Suchen
Freiburg

Au fond du garage

  • Eh, pousse-toi un peu. J’peux plus souffler moi !
  • Oh, eh … doucement. Y des années que j’suis là moi !
  • Ouais ben désolé mais t’es pas tout seul. Le vieux est venu ce matin. Il devait ranger le garage. Ordre de la vieille, tu vois le topo !
  • La vieille, comme tu dis, je l’ai connue alors qu’elle était haute comme trois pommes. Tu as sûrement déjà entendu parler de moi. A l’époque, je faisais le bonheur de tous les gamins.
  • Et tu t’appelles ?
  • Alpin 7. Avec moi, les enfants faisaient leurs premiers pas dans la neige, enfin tu vois ce que je veux dire.
  • Ah oui, je me souviens bien de tes fixations à lanières, pas vraiment au point ! Regarde un peu les miennes, c’est des Salomon. Le top des tops. En fait, je m’appelle Head. Head comme…
  • Oui bon, pas besoin de faire la grosse tête !
  • Tu partais où toi ?
  • J’allais au Mamelon. On partait directement de la maison. On traversait la route et hop, à nous les descentes. Bon, avant de descendre il fallait d’abord monter la piste en escaliers pour tasser la neige tombée durant la nuit. Et y en avait des paquets.

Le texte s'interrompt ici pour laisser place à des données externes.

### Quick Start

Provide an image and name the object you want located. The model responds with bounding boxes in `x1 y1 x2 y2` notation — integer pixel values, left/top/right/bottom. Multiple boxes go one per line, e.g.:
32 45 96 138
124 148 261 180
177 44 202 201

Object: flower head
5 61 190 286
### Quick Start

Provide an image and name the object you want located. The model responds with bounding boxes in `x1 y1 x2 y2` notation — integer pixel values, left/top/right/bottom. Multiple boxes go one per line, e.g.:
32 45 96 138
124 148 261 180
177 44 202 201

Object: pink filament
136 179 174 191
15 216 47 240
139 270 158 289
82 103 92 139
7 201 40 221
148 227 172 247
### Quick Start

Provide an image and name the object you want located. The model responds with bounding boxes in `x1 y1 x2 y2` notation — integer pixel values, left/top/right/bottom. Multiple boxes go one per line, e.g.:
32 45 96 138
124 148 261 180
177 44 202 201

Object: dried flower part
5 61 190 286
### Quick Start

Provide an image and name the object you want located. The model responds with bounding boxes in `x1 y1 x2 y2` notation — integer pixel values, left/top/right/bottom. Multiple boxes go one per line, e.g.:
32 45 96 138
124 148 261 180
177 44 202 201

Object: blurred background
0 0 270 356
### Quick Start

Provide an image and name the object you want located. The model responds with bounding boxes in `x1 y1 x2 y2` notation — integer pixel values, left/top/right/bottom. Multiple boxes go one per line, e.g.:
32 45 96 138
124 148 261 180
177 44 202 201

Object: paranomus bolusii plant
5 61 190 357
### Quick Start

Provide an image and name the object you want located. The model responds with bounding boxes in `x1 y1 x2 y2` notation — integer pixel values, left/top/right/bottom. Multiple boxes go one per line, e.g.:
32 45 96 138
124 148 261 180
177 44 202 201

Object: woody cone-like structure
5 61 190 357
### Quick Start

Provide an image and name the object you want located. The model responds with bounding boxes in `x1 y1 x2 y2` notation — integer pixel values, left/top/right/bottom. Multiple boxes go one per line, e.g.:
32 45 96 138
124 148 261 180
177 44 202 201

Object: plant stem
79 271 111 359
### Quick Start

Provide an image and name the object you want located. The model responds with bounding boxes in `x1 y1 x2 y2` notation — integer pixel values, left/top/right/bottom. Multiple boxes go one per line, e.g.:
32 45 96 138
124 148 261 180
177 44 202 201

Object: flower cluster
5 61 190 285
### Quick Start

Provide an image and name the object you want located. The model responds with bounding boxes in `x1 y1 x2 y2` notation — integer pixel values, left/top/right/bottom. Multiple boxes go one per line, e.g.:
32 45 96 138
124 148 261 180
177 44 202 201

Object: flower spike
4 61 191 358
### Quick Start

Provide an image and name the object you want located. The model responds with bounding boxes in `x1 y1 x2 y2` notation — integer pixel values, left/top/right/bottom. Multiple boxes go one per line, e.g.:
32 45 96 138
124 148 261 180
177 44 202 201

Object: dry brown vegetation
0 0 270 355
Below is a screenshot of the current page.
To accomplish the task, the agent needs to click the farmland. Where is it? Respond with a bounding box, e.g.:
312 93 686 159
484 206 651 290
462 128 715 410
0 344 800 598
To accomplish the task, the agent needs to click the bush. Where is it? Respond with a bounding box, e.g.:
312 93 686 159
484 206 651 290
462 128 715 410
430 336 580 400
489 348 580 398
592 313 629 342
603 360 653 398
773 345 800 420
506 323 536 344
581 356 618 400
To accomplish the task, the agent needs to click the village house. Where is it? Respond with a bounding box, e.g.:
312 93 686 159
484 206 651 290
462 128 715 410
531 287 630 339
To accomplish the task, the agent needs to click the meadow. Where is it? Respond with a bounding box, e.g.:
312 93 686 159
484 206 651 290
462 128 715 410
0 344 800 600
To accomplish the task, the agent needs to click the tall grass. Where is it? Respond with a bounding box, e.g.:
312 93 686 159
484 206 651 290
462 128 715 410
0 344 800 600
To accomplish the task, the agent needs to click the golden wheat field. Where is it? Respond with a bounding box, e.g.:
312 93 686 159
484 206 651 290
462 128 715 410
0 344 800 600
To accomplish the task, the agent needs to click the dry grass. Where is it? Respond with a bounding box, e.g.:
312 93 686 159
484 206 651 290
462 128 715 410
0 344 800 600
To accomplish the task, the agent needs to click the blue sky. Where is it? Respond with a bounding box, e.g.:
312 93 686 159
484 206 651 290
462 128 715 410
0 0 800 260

  • Le Mamelon ? C’est une station de ski ça ?
  • Oui, sur la colline de Cormanon, la station où tous les gosses de mon quartier apprenaient à skier.
  • T’es jamais allé plus loin ?
  • Mais oui. J’ai fait les cours des quatre jeudis au Lac-Noir. Les gosses montaient en bus et moi, on me lançait dans la remorque. Ça secouait, j’aimais pas ça…
  • Et toi la grande gicle, t’allais où ?
  • Je montais aussi au Lac-Noir mais moi je jouais dans la cour des grands. Je dévalais les pentes du Kaiseregg à la godille pour épater les filles. Le vieux, il avait une sacrée technique ! Avec ses copains, il m’a emmené ensuite à la Berra, à Charmey. C’était les grandes années !
  • Les grandes années ?
  • Oui, un jour, on a décrété que j’étais trop grand, trop difficile à maîtriser. Monsieur Carving était arrivé et on m’a flanqué au fond du garage, juste à côté de la luge Davos.
  • Et Carving, il quitte souvent le garage ?
  • Non. Il me semble qu’il est victime du même syndrome que toi et moi. Le mal des Préalpes. Ça commence par un peu de température, tu n’y fais pas vraiment attention et un jour ton heure est venue. Tu comprends que tu ne reverras pas la poudreuse à moins qu’on t’emmène sur de très hauts sommets.
  • Alors tu ne sers plus à rien…
  • On te remise au fond du garage, comme témoin du passé…
  • Et tu te fais tout petit pour laisser la place aux nouveaux vélos.